É esse tipo de legado que mancha as justificativas atuais para toques de recolher, especialmente, mas não apenas, aqueles impostos na esteira de distúrbios civis e violência. Talvez o mais notável tenha sido o toque de recolher imposto após o assassinato de George Floyd, ou aqueles que se seguiram ao espancamento brutal de Rodney King em 1992 pela polícia de Los Angeles. Mas certamente não é apenas nos EUA que o toque de recolher tem sido usado para reprimir protestos. Em 1970, o exército britânico impôs um toque de recolher de 36 horas na Bairro das Cataratas de Belfast, que em vez de acalmar as tensões, reforçou o sentimento antibritânico na cidade.

Punir os vulneráveis

De fato, é contra esse pano de fundo, e não o legado mais benigno de adolescentes errantes ou patriotismo induzido pela guerra, que precisamos ler os toques de recolher agora porque as pessoas que mais prejudicam ainda são populações marginalizadas. De profissionais do sexo a pessoas que dormem mal, de trabalhadores migrantes a vítimas de violência doméstica, a punição do toque de recolher a pessoas já vulneráveis ​​não é um artefato histórico.

Mas isso não é tudo. Há evidências que sugerem que os toques de recolher têm pouco efeito sobre dinâmica da doença, especialmente quando outras medidas, como restringir grandes reuniões ou fechamento de negócios, já estão em vigor. Como resultado, a imposição de toques de recolher fez soar o alarme. Não só os toques de recolher provocam o que os cientistas sociais chamam de "reatância" – um sentimento de raiva que leva à não adesão – mas também pode motivar as pessoas a mudar as atividades da noite para o dia. Exatamente isso aconteceu em cidades como Detroit, onde a estatística inicialmente promissora, de que o toque de recolher em jovens reduziu a quantidade de crimes à noite em 7%, foi recebida com a mais preocupante: que, no mesmo período, os crimes diurnos aumentaram 13%.

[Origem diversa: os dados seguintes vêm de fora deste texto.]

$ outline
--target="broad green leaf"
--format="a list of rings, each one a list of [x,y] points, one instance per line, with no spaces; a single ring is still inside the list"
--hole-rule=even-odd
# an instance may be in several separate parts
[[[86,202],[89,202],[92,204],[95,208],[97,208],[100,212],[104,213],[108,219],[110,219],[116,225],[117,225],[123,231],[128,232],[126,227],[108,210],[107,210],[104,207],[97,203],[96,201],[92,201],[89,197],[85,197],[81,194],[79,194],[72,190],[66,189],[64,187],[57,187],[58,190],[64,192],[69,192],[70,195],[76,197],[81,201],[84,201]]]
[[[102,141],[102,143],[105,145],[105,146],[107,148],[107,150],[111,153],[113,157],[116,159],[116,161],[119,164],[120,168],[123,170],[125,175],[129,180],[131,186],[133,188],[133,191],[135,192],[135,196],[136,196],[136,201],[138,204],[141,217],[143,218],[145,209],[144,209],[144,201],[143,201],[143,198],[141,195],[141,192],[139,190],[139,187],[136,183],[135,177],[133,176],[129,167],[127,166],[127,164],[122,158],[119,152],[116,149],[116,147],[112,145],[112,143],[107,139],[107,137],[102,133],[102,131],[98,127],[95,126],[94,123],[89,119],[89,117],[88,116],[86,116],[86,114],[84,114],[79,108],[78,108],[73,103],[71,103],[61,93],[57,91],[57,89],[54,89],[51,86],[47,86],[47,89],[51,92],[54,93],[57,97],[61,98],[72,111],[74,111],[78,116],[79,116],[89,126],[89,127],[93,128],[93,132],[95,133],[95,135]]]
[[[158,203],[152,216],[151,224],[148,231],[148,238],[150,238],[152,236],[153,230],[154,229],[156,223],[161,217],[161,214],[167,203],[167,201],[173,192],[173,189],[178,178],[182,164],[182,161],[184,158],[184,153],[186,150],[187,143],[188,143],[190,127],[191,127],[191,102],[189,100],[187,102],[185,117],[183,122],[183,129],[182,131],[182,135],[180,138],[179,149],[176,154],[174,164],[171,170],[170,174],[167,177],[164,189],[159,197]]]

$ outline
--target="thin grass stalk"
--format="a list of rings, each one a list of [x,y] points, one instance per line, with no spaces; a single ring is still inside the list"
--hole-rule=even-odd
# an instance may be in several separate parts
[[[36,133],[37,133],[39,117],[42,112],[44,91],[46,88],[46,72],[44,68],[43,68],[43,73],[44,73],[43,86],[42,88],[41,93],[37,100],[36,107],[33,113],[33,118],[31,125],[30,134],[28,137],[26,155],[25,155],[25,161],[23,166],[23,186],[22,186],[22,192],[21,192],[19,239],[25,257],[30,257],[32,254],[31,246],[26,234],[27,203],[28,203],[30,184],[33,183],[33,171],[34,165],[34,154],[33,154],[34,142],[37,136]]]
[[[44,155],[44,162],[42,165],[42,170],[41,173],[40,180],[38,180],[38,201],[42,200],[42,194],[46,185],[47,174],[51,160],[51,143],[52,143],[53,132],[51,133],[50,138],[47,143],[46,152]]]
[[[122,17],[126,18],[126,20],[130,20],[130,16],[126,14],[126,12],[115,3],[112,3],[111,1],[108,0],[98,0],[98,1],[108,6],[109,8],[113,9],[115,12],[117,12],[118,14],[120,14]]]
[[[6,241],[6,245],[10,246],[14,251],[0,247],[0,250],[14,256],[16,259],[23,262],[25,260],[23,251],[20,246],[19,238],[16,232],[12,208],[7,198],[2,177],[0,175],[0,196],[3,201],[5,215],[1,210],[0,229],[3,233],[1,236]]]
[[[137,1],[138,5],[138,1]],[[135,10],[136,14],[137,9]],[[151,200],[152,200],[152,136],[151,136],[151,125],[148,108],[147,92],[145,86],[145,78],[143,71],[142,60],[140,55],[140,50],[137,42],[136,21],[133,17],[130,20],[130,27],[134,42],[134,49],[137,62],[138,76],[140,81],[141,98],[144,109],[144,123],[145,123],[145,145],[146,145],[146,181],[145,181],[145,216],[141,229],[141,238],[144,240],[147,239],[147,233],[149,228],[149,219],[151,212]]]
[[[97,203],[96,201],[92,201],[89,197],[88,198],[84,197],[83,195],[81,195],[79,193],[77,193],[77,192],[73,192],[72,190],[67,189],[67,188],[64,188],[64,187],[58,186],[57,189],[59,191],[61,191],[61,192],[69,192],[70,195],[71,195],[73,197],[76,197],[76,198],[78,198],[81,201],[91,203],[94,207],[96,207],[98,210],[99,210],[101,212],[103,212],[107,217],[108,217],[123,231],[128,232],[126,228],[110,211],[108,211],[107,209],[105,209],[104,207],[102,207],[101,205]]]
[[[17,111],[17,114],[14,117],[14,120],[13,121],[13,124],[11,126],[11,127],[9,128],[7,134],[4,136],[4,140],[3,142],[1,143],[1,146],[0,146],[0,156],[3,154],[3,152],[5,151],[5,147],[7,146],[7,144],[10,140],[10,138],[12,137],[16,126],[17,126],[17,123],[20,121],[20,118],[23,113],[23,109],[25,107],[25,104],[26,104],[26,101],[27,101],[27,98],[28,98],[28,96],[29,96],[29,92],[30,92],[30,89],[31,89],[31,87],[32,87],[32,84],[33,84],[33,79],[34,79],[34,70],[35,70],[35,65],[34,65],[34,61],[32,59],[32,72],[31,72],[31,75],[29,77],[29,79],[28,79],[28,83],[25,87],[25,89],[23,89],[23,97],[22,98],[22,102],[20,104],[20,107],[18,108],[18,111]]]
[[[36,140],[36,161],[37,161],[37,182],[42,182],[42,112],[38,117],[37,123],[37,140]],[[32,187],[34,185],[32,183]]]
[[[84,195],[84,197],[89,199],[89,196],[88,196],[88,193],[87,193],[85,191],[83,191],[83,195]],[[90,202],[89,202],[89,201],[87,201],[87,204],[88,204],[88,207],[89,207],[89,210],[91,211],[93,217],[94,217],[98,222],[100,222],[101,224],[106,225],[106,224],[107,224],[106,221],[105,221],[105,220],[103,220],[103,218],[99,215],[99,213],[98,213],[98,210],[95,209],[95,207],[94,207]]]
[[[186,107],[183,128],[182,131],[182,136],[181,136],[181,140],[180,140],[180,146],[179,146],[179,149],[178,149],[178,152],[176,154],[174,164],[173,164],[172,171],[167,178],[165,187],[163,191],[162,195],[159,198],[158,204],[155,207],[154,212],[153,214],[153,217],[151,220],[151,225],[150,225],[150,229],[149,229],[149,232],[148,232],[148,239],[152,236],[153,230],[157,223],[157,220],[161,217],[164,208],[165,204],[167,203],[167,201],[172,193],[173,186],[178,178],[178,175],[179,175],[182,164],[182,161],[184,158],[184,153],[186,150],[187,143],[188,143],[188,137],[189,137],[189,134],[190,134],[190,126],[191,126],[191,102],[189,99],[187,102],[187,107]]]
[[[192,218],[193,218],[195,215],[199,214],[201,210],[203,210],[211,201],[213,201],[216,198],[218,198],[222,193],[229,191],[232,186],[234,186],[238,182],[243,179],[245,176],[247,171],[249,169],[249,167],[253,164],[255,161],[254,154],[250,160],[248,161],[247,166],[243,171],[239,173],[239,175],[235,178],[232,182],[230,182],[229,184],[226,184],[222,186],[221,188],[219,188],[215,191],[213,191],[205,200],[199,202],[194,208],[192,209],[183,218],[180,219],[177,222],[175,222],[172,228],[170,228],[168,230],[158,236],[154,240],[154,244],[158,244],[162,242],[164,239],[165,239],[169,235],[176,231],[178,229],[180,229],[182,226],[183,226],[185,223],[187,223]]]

A doença, como o crime e a brutalidade policial, não observa distinção entre dia e noite. Com a certeza de que as pessoas encontrarão outras horas do dia para realizar as atividades que supostamente tornam a noite tão perigosa, o toque de recolher parece uma solução duvidosa. Baseada em uma lógica frágil, apoiada por evidências limitadas, capaz de fazer mais mal do que bem, e com a capacidade de perpetuar a estigmatização de longa data de certas pessoas, o toque de recolher talvez devesse ser relegado aos livros de história a que pertence.A Conversação

Sobre o autor

Agnes Arnold-Forster, Pesquisador, Centro de História em Saúde Pública, Escola de Higiene e Medicina Tropical de Londres e Caitjan Gainty, Conferencista sênior de História da Ciência, Tecnologia e Medicina, Faculdade Londres do rei

Este artigo foi republicado a partir de A Conversação sob uma licença Creative Commons. Leia o artigo original.